Insensível coração

Meu coração está contristado. Esta pandemia tem tido o poder de nos deixar assim. São tantas pessoas amigas que já se foram, nos deixando um vazio no coração! Este é o estado de espírito que vivenciamos nestes últimos tempos. Um vírus invisível, disposto a nos achar pelas esquinas da vida, mesmo que alguns não vêem assim. A insensatez deu lugar a razão e o “negacionismo” ainda prolifera entre nós. Por mais que sejamos alertados do contrário, alguns fazem ouvidos moucos.

Meu coração está muito triste. Precisei hoje recorrer a ajuda de Blaise Pascal (1623-1662), este grande físico, matemático, filósofo e também teólogo francês, tentando dar alento ao meu coração, com a sua famosa frase: “O coração tem razões que a própria razão desconhece.” Meu coração dita o compasso das regras de meu existir, neste atual momento de dor, sofrimento e lágrimas. Impossível não trazer presente também a canção “Só Louco”, do bom baiano Dorival Caymmi: “Oh! insensato coração. Por que me fizeste sofrer. Por que de amor para entender. É preciso amar. Porque.”

“O homem vê a aparência, mas o Senhor vê o coração.”, nos garante a narrativa de (1 Samuel 16, 7). Ou seja, o coração aqui visto não somente como um dos principais órgãos do corpo humano, encarregado de bombear o sangue através de nosso corpo, mas como aquilo que representa o nosso EU mais profundo e interior, que transparece no nosso relacionamento com Deus, com o outro e conosco mesmo. Deus vê na nossa essência, quem somos nós, de fato. A aparência, de pouco importa desde que tenhamos a sensibilidade suficiente de olhar a realidade com os olhos do coração. Aquilo que Antoine de Saint-Exupéry, soube definir como ninguém em seu O Pequeno Príncipe: “Só se vê bem com o coração, o essencial é invisível aos olhos.”
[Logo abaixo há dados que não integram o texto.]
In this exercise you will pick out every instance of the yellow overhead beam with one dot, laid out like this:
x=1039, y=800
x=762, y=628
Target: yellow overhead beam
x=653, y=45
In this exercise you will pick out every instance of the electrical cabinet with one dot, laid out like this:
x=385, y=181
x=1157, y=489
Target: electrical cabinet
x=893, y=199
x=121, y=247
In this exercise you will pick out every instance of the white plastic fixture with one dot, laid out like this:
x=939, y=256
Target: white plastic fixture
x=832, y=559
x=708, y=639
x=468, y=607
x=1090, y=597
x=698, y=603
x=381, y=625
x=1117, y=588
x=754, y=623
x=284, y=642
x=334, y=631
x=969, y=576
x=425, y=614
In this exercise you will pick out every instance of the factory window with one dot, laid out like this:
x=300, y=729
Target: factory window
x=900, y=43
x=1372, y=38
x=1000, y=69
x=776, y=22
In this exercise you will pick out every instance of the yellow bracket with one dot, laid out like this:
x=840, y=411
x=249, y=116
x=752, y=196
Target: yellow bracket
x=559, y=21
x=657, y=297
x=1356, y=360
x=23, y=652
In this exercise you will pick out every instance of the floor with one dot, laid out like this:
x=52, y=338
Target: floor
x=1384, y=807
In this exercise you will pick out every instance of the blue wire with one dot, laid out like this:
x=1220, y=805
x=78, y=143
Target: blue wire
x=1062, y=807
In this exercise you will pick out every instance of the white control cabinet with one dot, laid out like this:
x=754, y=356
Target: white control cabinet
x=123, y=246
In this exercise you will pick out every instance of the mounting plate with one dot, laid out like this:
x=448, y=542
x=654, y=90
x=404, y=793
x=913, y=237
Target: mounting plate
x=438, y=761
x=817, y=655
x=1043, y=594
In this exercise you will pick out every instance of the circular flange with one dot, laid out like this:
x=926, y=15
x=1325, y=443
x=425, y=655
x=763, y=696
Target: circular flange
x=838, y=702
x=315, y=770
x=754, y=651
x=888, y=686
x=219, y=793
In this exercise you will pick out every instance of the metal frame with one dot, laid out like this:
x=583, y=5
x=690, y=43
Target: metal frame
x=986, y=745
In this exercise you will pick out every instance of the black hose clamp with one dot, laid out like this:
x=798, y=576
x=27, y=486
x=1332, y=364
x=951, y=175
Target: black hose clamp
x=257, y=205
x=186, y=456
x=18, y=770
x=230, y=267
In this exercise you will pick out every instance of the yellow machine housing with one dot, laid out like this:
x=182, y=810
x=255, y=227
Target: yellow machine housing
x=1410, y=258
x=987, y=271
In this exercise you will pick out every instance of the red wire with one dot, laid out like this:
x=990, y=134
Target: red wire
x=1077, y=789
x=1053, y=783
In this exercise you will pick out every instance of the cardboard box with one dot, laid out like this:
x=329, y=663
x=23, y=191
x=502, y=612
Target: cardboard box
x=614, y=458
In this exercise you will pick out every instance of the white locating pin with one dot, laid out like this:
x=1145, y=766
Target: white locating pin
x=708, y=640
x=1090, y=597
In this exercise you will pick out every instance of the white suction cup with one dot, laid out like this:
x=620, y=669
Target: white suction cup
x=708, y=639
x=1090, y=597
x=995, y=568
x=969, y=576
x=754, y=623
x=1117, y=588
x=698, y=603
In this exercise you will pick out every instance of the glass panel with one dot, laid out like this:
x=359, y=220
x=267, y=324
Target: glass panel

Ao contrário de Deus, costumamos olhar em primeiro lugar a aparência das pessoas. O que elas mostram no seu plano exterior é o que mais importa para nós. E o que é ainda pior, julgamos as pessoas por aquilo que vemos nelas. No geral, pouco nos importamos com aquilo que as pessoas trazem em seu interior. Damos prioridade ao que elas tem e não aquilo que elas são. O TER se sobrepondo ao SER. Esta nossa postura demonstra o quanto o nosso coração está insensível, frente ao processo histórico, que cada uma das pessoas está passando, principalmente neste contexto desta severa pandemia.

Olhar as pessoas com olhar mais profundo do nosso coração é uma dádiva de Deus! Sem a graça de Deus, nunca seremos capazes de olhar profundamente o coração das outras pessoas. Nem mesmo o nosso coração. Todavia, Deus nos conhece profundamente. Ele sonda nossos corações e pode transformá-los por meio de seu Espírito criador e transformador. Ele pode converter nossos corações orgulhosos e duros em instrumentos humildes, amorosos e dispostos a amar sem medida e também a servir. Sabiamente o profeta Ezequiel se referiu assim a Deus, em relação ao nosso coração: “Tirarei de vocês o coração de pedra, e lhes darei um coração de carne. (Ez 36, 26)

Estamos por demais preocupados com a nossa aparência. As academias estão ai e nos mostram que mais vale aquilo que ostentamos em forma de visual externo. Muitos músculos e pouco cérebro. Muita estética e pouca essência vital. Devemos nos lembrar, antes de tudo que, aos olhos de Deus, as características que fazemos questão de ostentar, tais como: estética, visual, inteligência, oratória, formação e títulos acadêmicos, representam apenas aspectos exteriores.

No texto da liturgia deste sábado (Lc 21,34-36), Jesus nos chama particular atenção para tomarmos cuidado para que os nossos corações não fiquem insensíveis (Lc 21, 34). Ao contrário do que nos fala Jesus, as pessoas deixaram ser levadas pela insensibilidade frente às coisas que estão acontecendo. Mediante a esta insensibilidade, tratamos de naturalizar tudo, dentro de um processo de normalidade das coisas. A morte do outro não me chama a atenção. Talvez isto mude se acontecer da morte se fazer presente entre os meus, com as pessoas que amo. E, para não ficar numa tristeza infinda, tratei de retornar às minhas origens e deixar meu coração mineiro falar por si.